SQL validation (raw data vs rollups)
-- Raw -> published sanity SELECT count(*) AS raw_messages FROM tg_messages; SELECT count(*) AS active_jobs FROM jobs WHERE status='active'; -- Index quality coverage SELECT count(*) FILTER (WHERE salary_raw IS NOT NULL AND btrim(salary_raw) <> '') AS jobs_with_salary_raw, count(*) FILTER (WHERE company_raw IS NOT NULL AND btrim(company_raw) <> '') AS jobs_with_company, count(*) FILTER (WHERE work_format <> 'unknown') AS jobs_with_format FROM jobs WHERE status='active'; -- Check latest day in analytics rollups SELECT day, jobs_seen_count, jobs_seen_with_salary_raw, jobs_seen_with_company FROM analytics_daily_jobs ORDER BY day DESC LIMIT 7;
Validation via public API/feed
- /feeds/jobs.json.php?limit=50 — job entities
- /feeds/analytics.json.php?limit=30 — daily market indices
- /feeds/changelog.ndjson.php?limit=50 — job updates stream
- /feeds/product-changelog.ndjson.php?limit=20 — system updates stream
8. Limitations and risks
- Sampling bias: only selected Telegram channels are covered.
- Incomplete fields: salary/company/location may be missing in source posts.
- Extraction is not perfect: tagging/classification errors are possible.
- Deduplication and AI moderation rely on thresholds, not absolute truth.

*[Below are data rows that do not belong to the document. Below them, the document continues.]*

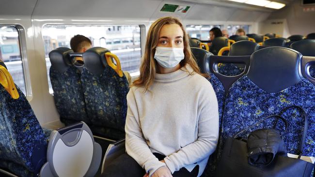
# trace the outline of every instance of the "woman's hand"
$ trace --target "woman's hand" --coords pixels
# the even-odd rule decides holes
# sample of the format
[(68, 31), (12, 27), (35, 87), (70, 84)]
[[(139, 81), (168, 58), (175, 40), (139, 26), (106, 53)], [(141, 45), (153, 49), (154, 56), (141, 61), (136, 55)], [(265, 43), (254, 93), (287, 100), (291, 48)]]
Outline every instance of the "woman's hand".
[[(164, 160), (160, 161), (160, 162), (165, 163)], [(146, 173), (143, 177), (149, 177), (149, 174)], [(173, 177), (173, 176), (170, 169), (166, 166), (164, 166), (159, 168), (154, 172), (152, 177)]]
[(152, 177), (172, 177), (171, 171), (166, 166), (158, 168), (152, 174)]

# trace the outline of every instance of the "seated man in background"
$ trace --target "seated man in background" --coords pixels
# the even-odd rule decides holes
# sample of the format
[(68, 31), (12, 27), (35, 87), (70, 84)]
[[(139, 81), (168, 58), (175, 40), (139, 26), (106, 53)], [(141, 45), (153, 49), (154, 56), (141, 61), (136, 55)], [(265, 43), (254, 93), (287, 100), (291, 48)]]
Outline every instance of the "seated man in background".
[[(92, 47), (92, 43), (90, 39), (86, 37), (77, 34), (73, 36), (70, 40), (70, 46), (74, 52), (76, 53), (83, 53)], [(76, 57), (76, 59), (79, 63), (83, 64), (82, 58)]]
[(244, 30), (244, 29), (240, 28), (236, 30), (235, 34), (238, 36), (245, 36), (246, 35), (246, 33), (245, 32), (245, 31)]
[(227, 38), (229, 38), (229, 31), (227, 31), (226, 30), (223, 30), (222, 31), (222, 35), (223, 35), (223, 37), (225, 37)]
[[(71, 47), (71, 49), (74, 52), (83, 53), (92, 47), (92, 43), (90, 39), (86, 37), (78, 34), (71, 38), (70, 41), (70, 45)], [(76, 57), (76, 60), (79, 64), (83, 65), (84, 64), (83, 59), (81, 57)], [(131, 82), (130, 74), (128, 72), (123, 72), (128, 80), (128, 83), (130, 84)]]

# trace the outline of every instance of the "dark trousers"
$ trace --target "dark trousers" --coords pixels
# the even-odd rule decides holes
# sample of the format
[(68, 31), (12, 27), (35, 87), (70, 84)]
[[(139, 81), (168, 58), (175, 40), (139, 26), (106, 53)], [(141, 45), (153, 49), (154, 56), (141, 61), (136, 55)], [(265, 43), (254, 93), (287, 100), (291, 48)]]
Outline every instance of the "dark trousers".
[[(158, 159), (163, 160), (165, 156), (158, 153), (153, 154)], [(189, 172), (185, 168), (174, 172), (173, 177), (196, 177), (199, 172), (199, 166), (197, 165)], [(104, 169), (103, 177), (142, 177), (145, 171), (138, 162), (126, 153), (118, 157)]]

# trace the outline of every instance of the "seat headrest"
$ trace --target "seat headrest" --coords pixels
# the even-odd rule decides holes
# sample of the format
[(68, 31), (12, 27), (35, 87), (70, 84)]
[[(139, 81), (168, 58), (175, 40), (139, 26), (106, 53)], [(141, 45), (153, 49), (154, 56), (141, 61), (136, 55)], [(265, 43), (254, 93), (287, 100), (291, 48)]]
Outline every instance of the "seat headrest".
[(218, 37), (212, 41), (209, 49), (213, 55), (218, 55), (221, 48), (228, 46), (228, 39), (224, 37)]
[(264, 36), (261, 35), (258, 35), (257, 34), (246, 34), (248, 37), (253, 38), (256, 42), (261, 43), (264, 41)]
[(304, 56), (315, 57), (315, 39), (305, 39), (292, 43), (290, 47)]
[(230, 56), (241, 56), (252, 55), (258, 49), (259, 45), (256, 43), (249, 41), (237, 42), (231, 45), (230, 48)]
[(89, 49), (83, 54), (84, 68), (94, 75), (100, 75), (105, 67), (108, 66), (105, 53), (109, 52), (109, 50), (101, 47)]
[(291, 49), (271, 47), (254, 52), (247, 76), (258, 87), (275, 93), (301, 80), (302, 54)]
[(275, 33), (267, 33), (265, 35), (266, 36), (269, 37), (269, 38), (273, 38), (276, 37), (276, 34)]
[(196, 38), (189, 38), (189, 43), (190, 47), (199, 47), (200, 41)]
[(210, 74), (210, 56), (213, 54), (200, 48), (192, 47), (190, 49), (201, 73)]
[(67, 47), (59, 47), (51, 51), (49, 53), (51, 66), (58, 72), (66, 71), (76, 61), (75, 59), (69, 57), (71, 53), (73, 53), (73, 50)]
[(315, 32), (313, 33), (310, 33), (306, 36), (306, 39), (315, 39)]
[(285, 40), (281, 38), (270, 38), (264, 41), (263, 45), (270, 46), (284, 46)]
[(248, 41), (248, 36), (239, 36), (238, 35), (234, 35), (230, 36), (230, 39), (235, 41), (235, 42), (240, 41)]
[(304, 39), (304, 36), (301, 35), (293, 35), (288, 38), (291, 41), (298, 41)]

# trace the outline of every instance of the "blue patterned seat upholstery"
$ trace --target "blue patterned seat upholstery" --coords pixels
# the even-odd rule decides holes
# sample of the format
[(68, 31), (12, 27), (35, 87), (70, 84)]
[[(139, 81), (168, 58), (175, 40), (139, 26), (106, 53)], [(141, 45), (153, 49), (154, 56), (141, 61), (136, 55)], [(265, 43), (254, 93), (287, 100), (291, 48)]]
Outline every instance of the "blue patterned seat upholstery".
[[(303, 155), (315, 156), (315, 86), (299, 74), (301, 58), (300, 53), (283, 47), (266, 48), (252, 55), (249, 73), (234, 83), (226, 98), (220, 149), (228, 136), (295, 105), (302, 107), (309, 117)], [(304, 120), (296, 109), (284, 117), (289, 124), (283, 136), (288, 152), (298, 154)], [(246, 138), (251, 131), (272, 127), (274, 120), (266, 120), (241, 136)], [(282, 129), (283, 124), (278, 127)]]
[(22, 177), (37, 174), (46, 160), (47, 137), (26, 98), (13, 99), (0, 85), (0, 167)]
[(90, 123), (85, 108), (81, 85), (81, 71), (74, 65), (75, 59), (69, 57), (73, 51), (60, 47), (49, 53), (51, 67), (49, 76), (54, 99), (60, 119), (66, 125), (83, 121)]
[(108, 52), (93, 47), (83, 53), (81, 79), (92, 132), (118, 140), (125, 137), (129, 88), (125, 75), (120, 77), (107, 64)]

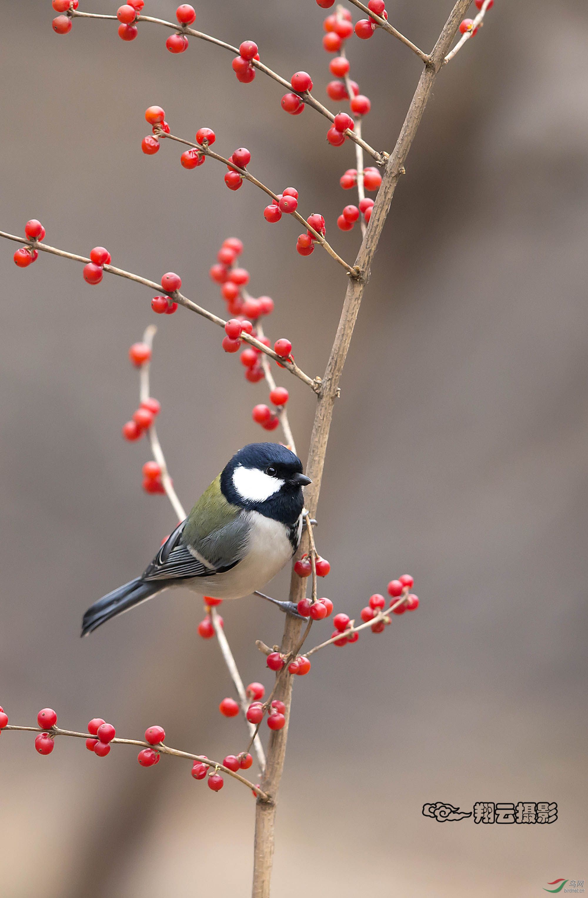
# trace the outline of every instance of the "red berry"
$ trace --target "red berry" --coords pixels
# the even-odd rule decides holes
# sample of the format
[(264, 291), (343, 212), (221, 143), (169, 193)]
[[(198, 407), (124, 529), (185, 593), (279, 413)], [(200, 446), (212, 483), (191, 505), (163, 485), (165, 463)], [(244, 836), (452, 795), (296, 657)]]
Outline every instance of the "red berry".
[[(68, 15), (58, 15), (51, 24), (56, 34), (67, 34), (72, 30), (72, 20)], [(49, 749), (49, 751), (53, 751), (53, 749)], [(41, 752), (41, 754), (48, 754), (48, 752)]]
[(366, 190), (377, 190), (382, 184), (382, 175), (376, 168), (364, 169), (364, 187)]
[[(121, 25), (122, 27), (125, 26)], [(146, 137), (144, 137), (141, 143), (141, 149), (148, 156), (153, 156), (155, 153), (159, 153), (159, 146), (160, 144), (157, 137), (154, 137), (150, 134)]]
[(295, 72), (290, 79), (290, 84), (293, 91), (296, 91), (298, 93), (312, 90), (312, 79), (308, 72)]
[(31, 218), (24, 225), (24, 233), (31, 240), (42, 240), (45, 236), (45, 228), (36, 218)]
[(256, 405), (251, 412), (251, 418), (257, 424), (266, 424), (273, 418), (272, 410), (267, 405)]
[(326, 559), (318, 558), (314, 562), (314, 567), (316, 568), (317, 577), (327, 577), (327, 574), (330, 570), (330, 565)]
[(103, 246), (95, 246), (91, 250), (90, 259), (94, 265), (110, 265), (111, 261), (110, 253)]
[(338, 53), (341, 49), (341, 39), (335, 31), (328, 31), (322, 39), (322, 46), (327, 53)]
[(327, 606), (320, 599), (311, 605), (310, 615), (313, 621), (322, 621), (327, 617)]
[(136, 18), (136, 10), (134, 6), (129, 6), (128, 4), (125, 4), (123, 6), (119, 6), (117, 11), (117, 19), (118, 22), (122, 22), (123, 25), (130, 25), (131, 22), (135, 22)]
[(375, 26), (372, 19), (360, 19), (359, 22), (355, 22), (355, 34), (363, 40), (371, 38), (374, 30)]
[[(37, 252), (36, 250), (35, 252)], [(25, 247), (22, 247), (20, 250), (17, 250), (13, 258), (14, 260), (14, 263), (18, 265), (19, 269), (26, 269), (31, 262), (34, 261), (31, 251), (25, 249)]]
[(341, 132), (346, 131), (348, 128), (353, 128), (353, 119), (347, 112), (339, 112), (338, 115), (335, 116), (333, 127)]
[(238, 190), (243, 183), (243, 179), (238, 172), (227, 172), (224, 175), (224, 183), (230, 190)]
[(233, 161), (239, 168), (245, 168), (251, 161), (251, 154), (244, 146), (241, 146), (233, 154)]
[(212, 776), (208, 777), (208, 788), (211, 788), (213, 792), (219, 792), (224, 786), (224, 780), (219, 773), (213, 773)]
[(263, 719), (263, 710), (260, 705), (250, 705), (245, 715), (250, 724), (257, 726)]
[(204, 779), (206, 773), (208, 772), (208, 765), (203, 764), (202, 762), (197, 761), (192, 768), (192, 776), (195, 779)]
[(57, 715), (52, 708), (44, 708), (37, 715), (37, 723), (41, 729), (51, 729), (57, 722)]
[(269, 399), (274, 405), (285, 405), (288, 401), (289, 395), (290, 393), (285, 387), (276, 387), (276, 389), (272, 390), (270, 392)]
[(301, 233), (296, 241), (296, 251), (301, 256), (310, 256), (312, 252), (314, 252), (314, 243), (309, 234)]
[(283, 714), (270, 714), (268, 717), (268, 726), (270, 729), (282, 729), (285, 724), (285, 718)]
[(372, 103), (363, 93), (358, 93), (357, 96), (351, 98), (349, 106), (352, 112), (355, 112), (356, 115), (367, 115), (372, 108)]
[(311, 669), (311, 662), (303, 655), (298, 661), (298, 676), (305, 676)]
[(137, 427), (135, 421), (127, 421), (127, 424), (123, 425), (122, 435), (126, 440), (132, 443), (133, 440), (138, 440), (139, 436), (143, 436), (143, 431)]
[(258, 52), (258, 45), (252, 40), (243, 40), (239, 47), (239, 52), (242, 59), (250, 61)]
[(103, 277), (101, 265), (94, 265), (93, 262), (88, 262), (87, 265), (84, 265), (83, 279), (86, 284), (100, 284)]
[(210, 639), (214, 635), (215, 628), (213, 627), (213, 622), (209, 617), (206, 617), (198, 624), (198, 636), (201, 636), (203, 639)]
[(333, 618), (333, 624), (335, 629), (338, 629), (341, 633), (344, 629), (347, 629), (350, 622), (350, 618), (348, 614), (336, 614)]
[(297, 93), (285, 93), (282, 97), (282, 109), (290, 115), (298, 115), (304, 109), (304, 103)]
[(101, 742), (112, 742), (117, 731), (112, 724), (101, 724), (96, 731), (96, 735)]
[(236, 718), (239, 714), (239, 705), (234, 699), (223, 699), (218, 709), (225, 718)]
[(183, 3), (176, 10), (176, 18), (182, 25), (191, 25), (196, 22), (196, 10), (188, 3)]
[(398, 598), (399, 595), (402, 595), (403, 589), (404, 586), (399, 580), (391, 580), (388, 584), (388, 594), (391, 595), (393, 599)]
[(148, 362), (151, 358), (151, 349), (146, 343), (133, 343), (132, 347), (128, 350), (128, 357), (133, 365), (139, 367), (145, 362)]
[(35, 737), (35, 748), (39, 754), (50, 754), (55, 748), (55, 743), (47, 733), (39, 733)]
[(248, 752), (241, 752), (239, 755), (239, 766), (241, 770), (247, 770), (253, 763), (253, 758)]
[(309, 559), (299, 559), (294, 562), (294, 571), (298, 574), (298, 577), (310, 577), (312, 573), (312, 565)]
[(161, 125), (165, 121), (165, 111), (161, 106), (150, 106), (145, 110), (145, 117), (150, 125)]
[(203, 146), (205, 144), (214, 144), (216, 135), (209, 128), (199, 128), (196, 132), (196, 142)]
[(239, 770), (239, 761), (234, 754), (227, 754), (226, 758), (223, 759), (223, 764), (228, 767), (230, 770), (236, 773)]
[(145, 731), (145, 741), (150, 745), (159, 745), (165, 739), (165, 730), (162, 726), (149, 726)]
[(276, 339), (274, 343), (274, 352), (281, 358), (287, 358), (292, 352), (292, 343), (289, 339)]
[(101, 726), (102, 724), (104, 723), (106, 723), (106, 721), (102, 720), (101, 718), (92, 718), (90, 723), (88, 724), (88, 733), (90, 733), (92, 735), (97, 735), (98, 727)]
[(245, 694), (250, 700), (252, 699), (263, 699), (266, 694), (266, 688), (261, 682), (250, 682), (245, 690)]
[(345, 135), (336, 128), (329, 128), (327, 131), (327, 140), (331, 146), (341, 146), (345, 143)]
[(284, 658), (279, 652), (271, 652), (268, 656), (267, 664), (270, 671), (281, 671), (284, 667)]
[(292, 213), (295, 212), (298, 207), (298, 200), (295, 197), (282, 197), (279, 203), (279, 207), (282, 212)]
[(263, 210), (263, 217), (267, 222), (269, 222), (270, 224), (274, 224), (276, 222), (278, 222), (282, 217), (282, 212), (279, 206), (276, 206), (276, 203), (270, 203), (269, 206), (266, 206)]
[(312, 607), (312, 603), (310, 599), (301, 599), (296, 605), (296, 611), (302, 617), (311, 616), (311, 608)]
[(171, 34), (165, 46), (170, 53), (183, 53), (188, 49), (188, 38), (185, 34)]

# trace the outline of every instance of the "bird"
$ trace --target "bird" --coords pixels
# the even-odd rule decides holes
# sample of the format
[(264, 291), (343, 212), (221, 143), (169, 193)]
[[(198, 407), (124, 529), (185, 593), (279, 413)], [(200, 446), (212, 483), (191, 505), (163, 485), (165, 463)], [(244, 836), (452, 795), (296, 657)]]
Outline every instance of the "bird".
[[(281, 444), (243, 446), (162, 543), (141, 577), (87, 610), (82, 636), (179, 586), (218, 599), (239, 599), (258, 592), (298, 549), (305, 513), (303, 489), (312, 482), (303, 473), (298, 456)], [(282, 611), (296, 613), (294, 603), (263, 597)]]

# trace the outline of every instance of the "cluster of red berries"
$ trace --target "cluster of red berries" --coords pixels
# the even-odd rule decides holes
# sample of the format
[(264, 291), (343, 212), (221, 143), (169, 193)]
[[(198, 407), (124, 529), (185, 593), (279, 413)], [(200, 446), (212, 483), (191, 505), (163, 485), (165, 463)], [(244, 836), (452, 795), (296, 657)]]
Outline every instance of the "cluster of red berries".
[[(33, 243), (43, 240), (45, 237), (45, 228), (36, 218), (31, 218), (31, 221), (26, 223), (24, 233)], [(20, 250), (16, 251), (13, 258), (14, 264), (18, 265), (19, 269), (26, 269), (29, 265), (32, 265), (33, 262), (37, 261), (39, 250), (36, 250), (34, 246), (22, 246)]]
[[(320, 558), (317, 555), (314, 567), (316, 568), (317, 577), (327, 577), (327, 574), (330, 570), (330, 565), (326, 559)], [(294, 562), (294, 571), (298, 574), (298, 577), (310, 577), (312, 573), (312, 565), (308, 554), (305, 552), (302, 558), (298, 559)]]
[[(418, 597), (409, 593), (409, 590), (414, 585), (414, 578), (410, 574), (403, 574), (398, 580), (391, 580), (388, 584), (388, 594), (391, 600), (389, 607), (396, 605), (399, 603), (399, 599), (404, 595), (404, 601), (399, 603), (395, 608), (392, 608), (393, 614), (404, 614), (405, 612), (413, 612), (418, 608)], [(373, 621), (386, 607), (386, 601), (384, 596), (379, 593), (370, 596), (367, 605), (365, 608), (362, 608), (360, 612), (362, 621), (364, 623)], [(390, 617), (386, 616), (373, 623), (371, 629), (373, 633), (382, 633), (390, 622)], [(336, 614), (333, 618), (333, 623), (335, 629), (331, 634), (331, 638), (340, 634), (340, 638), (335, 639), (333, 645), (345, 646), (347, 642), (357, 641), (359, 633), (351, 632), (354, 621), (349, 618), (348, 614)]]
[[(476, 5), (478, 9), (481, 9), (482, 6), (484, 5), (484, 0), (476, 0)], [(494, 0), (490, 0), (490, 2), (487, 4), (486, 7), (486, 11), (487, 11), (488, 9), (492, 9), (493, 6), (494, 6)], [(460, 34), (468, 34), (468, 32), (470, 31), (471, 36), (473, 38), (474, 34), (478, 33), (478, 27), (479, 27), (478, 25), (476, 25), (476, 27), (474, 28), (473, 19), (463, 19), (462, 22), (460, 22)]]
[(111, 262), (110, 253), (103, 246), (95, 246), (90, 252), (90, 261), (83, 267), (86, 284), (100, 284), (104, 277), (103, 268)]
[(243, 40), (239, 47), (239, 56), (233, 60), (233, 71), (237, 76), (237, 81), (243, 84), (250, 84), (255, 78), (255, 66), (251, 60), (259, 59), (258, 45), (253, 40)]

9. Publication integrity checks
- Validate raw post to job mapping via
job_sources. - Cross-check index values against daily tables
analytics_daily_jobs/channels. - Check trend consistency and coverage using public feeds.
10. Public aggregated data and monitoring
- Daily market indices: /feeds/analytics.json.php
- Daily indices (tabular format): /feeds/analytics.csv.php
- Weekly reports: /reports/ with URL pattern
/reports/weekly-YYYY-WW/. - Pipeline freshness and quality monitoring:
/admin/analytics/
Alerting sends Telegram notifications when hourly pipeline is stale or unknown format share spikes unknown_work_format.
11. Skill tags extraction
Skills are extracted deterministically (regex v2) using RU/EN aliases dictionary from config/skills_aliases.php. This reduces noise and keeps trends reproducible without a black-box model.
- Version source:
analytics_daily_skills.source = regex_v2. - Coverage: traffic sources, trackers, ad-networks, CRM/BI tools, programming languages.
- Mechanics: normalize text → match aliases → dedupe tags → daily aggregation.